Un sentiment de malheur parcourut les hommes et les femmes, mais leur fatalisme les en sortit bientôt. Comme le désert, les dieux veulent et les dieux prennent. Les hommes n’ont qu’à obéir.
Seule une petite fille restait troublée. Elle aussi avait vu le dieu luminescent, et il lui avait paru paisible, non ? Il avait traversé les terres de la tribu en ligne droite, comme s’il se souciait peu de leur présence, voire n’en avait pas conscience. Il lui avait donné l’impression d’une force de la nature. Cherchait-il vraiment à semer la guerre ?
Mais que savait-elle des dieux ? Si ses aînés avaient parlé de guerre, ils avaient sûrement raison.
Elle vit les hommes sourire. Ils auraient l’opportunité de prouver leur valeur, de mourir avec honneur, de rejoindre les Grandes Plaines de Fleurs.
Nul doute qu’ils triompheraient avec un dieu de la guerre à leurs côtés. Vraiment, tout irait bien.
Alors pourquoi un nœud de plomb se serrait-il dans le ventre de la petite fille ? Et pourquoi le dieu avait-il semblé si triste ?

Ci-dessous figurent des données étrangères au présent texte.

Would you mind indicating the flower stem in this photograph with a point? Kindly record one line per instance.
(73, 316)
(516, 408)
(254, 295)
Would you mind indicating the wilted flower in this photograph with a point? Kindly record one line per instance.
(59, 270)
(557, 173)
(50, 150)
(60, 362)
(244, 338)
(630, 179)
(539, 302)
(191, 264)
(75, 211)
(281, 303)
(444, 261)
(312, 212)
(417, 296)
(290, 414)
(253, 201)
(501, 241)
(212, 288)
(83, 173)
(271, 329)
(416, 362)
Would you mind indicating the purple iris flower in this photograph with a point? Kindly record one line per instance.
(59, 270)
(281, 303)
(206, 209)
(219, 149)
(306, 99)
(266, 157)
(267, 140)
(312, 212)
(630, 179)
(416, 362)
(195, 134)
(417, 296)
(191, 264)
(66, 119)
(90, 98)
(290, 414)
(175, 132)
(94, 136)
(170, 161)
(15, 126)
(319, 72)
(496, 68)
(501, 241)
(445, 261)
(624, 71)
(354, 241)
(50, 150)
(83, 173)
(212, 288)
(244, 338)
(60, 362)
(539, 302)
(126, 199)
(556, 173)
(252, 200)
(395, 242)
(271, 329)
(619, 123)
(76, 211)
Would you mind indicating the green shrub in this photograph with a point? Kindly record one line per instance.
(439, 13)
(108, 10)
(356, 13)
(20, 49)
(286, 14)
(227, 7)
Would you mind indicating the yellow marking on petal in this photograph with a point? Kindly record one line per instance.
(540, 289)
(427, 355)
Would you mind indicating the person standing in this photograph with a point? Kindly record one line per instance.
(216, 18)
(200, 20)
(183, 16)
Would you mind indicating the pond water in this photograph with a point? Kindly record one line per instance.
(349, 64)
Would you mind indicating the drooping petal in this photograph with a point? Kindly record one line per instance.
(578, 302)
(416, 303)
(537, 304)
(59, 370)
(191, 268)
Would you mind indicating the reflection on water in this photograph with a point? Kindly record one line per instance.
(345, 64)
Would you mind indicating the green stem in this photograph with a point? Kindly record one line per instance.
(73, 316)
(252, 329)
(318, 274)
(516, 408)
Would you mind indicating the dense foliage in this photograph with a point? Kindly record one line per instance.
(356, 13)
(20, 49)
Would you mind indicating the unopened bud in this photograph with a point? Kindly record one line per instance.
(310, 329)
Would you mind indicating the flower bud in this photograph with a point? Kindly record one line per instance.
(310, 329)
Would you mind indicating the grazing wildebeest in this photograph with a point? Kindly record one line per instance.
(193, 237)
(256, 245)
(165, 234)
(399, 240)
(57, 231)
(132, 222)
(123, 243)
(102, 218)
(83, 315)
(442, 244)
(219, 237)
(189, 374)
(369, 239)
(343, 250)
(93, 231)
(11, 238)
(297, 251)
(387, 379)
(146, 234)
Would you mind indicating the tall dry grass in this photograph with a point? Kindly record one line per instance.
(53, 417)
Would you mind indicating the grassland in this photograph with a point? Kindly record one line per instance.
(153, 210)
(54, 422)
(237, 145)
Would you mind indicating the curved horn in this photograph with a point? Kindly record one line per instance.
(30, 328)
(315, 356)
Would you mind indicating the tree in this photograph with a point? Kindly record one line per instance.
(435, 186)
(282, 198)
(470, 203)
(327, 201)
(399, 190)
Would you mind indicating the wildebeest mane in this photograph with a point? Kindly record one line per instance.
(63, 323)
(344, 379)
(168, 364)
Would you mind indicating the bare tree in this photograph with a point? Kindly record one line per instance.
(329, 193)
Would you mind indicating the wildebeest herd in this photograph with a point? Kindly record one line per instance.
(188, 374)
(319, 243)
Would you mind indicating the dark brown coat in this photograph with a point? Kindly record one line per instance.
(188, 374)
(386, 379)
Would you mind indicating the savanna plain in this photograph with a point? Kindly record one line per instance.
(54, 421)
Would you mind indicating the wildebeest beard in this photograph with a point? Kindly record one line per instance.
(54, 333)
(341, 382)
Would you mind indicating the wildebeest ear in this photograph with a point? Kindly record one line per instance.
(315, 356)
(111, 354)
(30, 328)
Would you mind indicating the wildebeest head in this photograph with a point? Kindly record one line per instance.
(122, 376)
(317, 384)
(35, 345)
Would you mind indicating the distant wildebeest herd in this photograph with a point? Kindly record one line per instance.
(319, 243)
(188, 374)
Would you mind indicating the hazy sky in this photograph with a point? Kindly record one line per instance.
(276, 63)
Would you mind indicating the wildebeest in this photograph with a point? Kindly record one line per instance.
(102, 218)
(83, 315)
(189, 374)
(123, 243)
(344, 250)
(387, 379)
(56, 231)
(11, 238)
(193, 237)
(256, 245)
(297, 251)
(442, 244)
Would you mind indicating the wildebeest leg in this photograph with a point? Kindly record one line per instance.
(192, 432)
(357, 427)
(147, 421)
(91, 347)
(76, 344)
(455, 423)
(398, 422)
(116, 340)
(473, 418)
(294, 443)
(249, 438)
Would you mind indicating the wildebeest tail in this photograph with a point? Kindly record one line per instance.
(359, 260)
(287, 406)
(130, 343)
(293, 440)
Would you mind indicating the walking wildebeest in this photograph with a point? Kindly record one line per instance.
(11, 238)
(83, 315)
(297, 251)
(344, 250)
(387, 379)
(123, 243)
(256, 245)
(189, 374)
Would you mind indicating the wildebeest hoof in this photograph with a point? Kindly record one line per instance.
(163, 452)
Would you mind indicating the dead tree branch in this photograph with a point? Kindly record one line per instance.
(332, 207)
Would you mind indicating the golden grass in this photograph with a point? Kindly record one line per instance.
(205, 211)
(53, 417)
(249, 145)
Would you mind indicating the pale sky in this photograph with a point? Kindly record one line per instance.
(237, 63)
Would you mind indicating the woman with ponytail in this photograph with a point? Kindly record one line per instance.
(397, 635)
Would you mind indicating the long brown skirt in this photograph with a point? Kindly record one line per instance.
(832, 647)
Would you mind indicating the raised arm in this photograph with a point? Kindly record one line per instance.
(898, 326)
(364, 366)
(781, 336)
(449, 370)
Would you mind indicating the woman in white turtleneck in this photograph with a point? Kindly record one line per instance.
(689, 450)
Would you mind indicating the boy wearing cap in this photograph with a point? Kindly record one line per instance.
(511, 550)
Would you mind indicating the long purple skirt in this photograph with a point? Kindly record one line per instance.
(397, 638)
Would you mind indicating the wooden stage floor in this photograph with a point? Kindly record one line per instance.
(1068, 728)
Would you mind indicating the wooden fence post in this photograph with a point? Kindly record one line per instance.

Quand elle regarda autour d’elle, elle vit sa propre moue reflétée sur les visages des femmes. La guerre n’avait pas le même sens pour elles que pour les hommes. Les petits garçons bombaient le torse tandis que les femmes adultes se recroquevillaient. La guerre ne les emmènerait pas aux Grandes Plaines, elles le savaient. Aux femmes, seuls s’ouvraient les Sables aux Sanglots.
Peut-être que quelques hommes s’y frayaient aussi un chemin, mais si tel était le cas, ils n’étaient pas revenus s’en vanter.
– Là-bas s’en est allé le dieu de la guerre, alors là-bas nous trouverons nos adversaires.
Ils surent leur destination sacrée quand un pilier de lumière leur montra la voie.
– Nous approchons du but ! annonça le shaman. L’ennemi prédestiné nous attend !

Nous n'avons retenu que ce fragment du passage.